In fact, using data from the Wordsum test in the General Social Survey (GSS) that correlates fairly well with IQ, Unz reports the IQ scores of second generation Mexican Americans have likely risen a full 10 points in the past 20 years. In addition, he notes that in 1975 only 6 percent of Hispanic students took the SAT; now 32 percent do. However, the difference between white and Hispanic scores did not widen. “Since the white/Hispanic gap remained unchanged during this tremendous broadening of the Hispanic testing pool rather than greatly widening, the only possible explanation would seem to be a huge rise in average Hispanic academic performance,” concludes Unz. Mexican Americans will assimilate as completely into American society as earlier ethnic groups have done.

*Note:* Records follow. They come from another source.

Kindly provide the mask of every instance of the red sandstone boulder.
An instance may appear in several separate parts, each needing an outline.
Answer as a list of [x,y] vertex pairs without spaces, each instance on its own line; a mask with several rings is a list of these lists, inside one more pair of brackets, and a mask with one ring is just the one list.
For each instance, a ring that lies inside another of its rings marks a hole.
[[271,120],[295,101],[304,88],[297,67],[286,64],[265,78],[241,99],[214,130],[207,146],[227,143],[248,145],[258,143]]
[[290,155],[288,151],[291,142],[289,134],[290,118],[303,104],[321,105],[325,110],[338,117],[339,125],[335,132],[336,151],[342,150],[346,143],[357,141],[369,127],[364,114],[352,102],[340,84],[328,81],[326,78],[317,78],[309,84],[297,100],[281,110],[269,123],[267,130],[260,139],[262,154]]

So why are IQ scores going up around the world? Certainly, better childhood nutrition, more schooling, and most intriguingly, fewer childhood diseases could account for the Flynn Effect, the recent steady 3 point per decade rise in IQ test scores. Unz further speculates that urbanization dramatically boosts intelligence. Earlier waves of immigrants to the United States chiefly became farmers but in the 20th century immigrants from largely rural areas of Europe moved to cities. Unz notes that Dutch-Americans, German-Americans, and Old Stock whites who no longer identify with any European country tend to be more rural. They also perform worse on the GSS Wordsum-IQ test than do Americans whose ancestors hail more recently from Ireland, Greece, the Balkans, and Italy. A big gap in performance on the Wordsum test continues to exist today between white Americans who grew up on farms and those who grew up in suburbs and cities. In 1900 only 14 percent of the world’s population lived in cities; today 50 percent do and by 2100 projections estimate that 80 percent will. So if urbanization boosts IQ, that’s good news for the world.
Unz acknowledges the possibility that different European ethnic groups might have small differences in innate intelligence, but “this residual genetic element would explain merely a small fraction of the huge 10-15 IQ disparities” seen in the Lynn and Vanhanen data.
The really interesting question is what is responsible for producing both wealth and higher IQs? One clue: Wealth and IQ correlate very nicely with the index of economic freedom. History teaches that economic freedom precedes the increase of both wealth and IQ. Even the data collected by Lynn and Vanhanen clearly show that when the dead hand of communism was lifted from Eastern Europe, both wealth and IQs began rising. Before the institutions of liberty arose in the late 18th century, every people and every nation lived in humanity’s natural state of poverty and ignorance. The bottom line is that liberty makes people richer and smarter.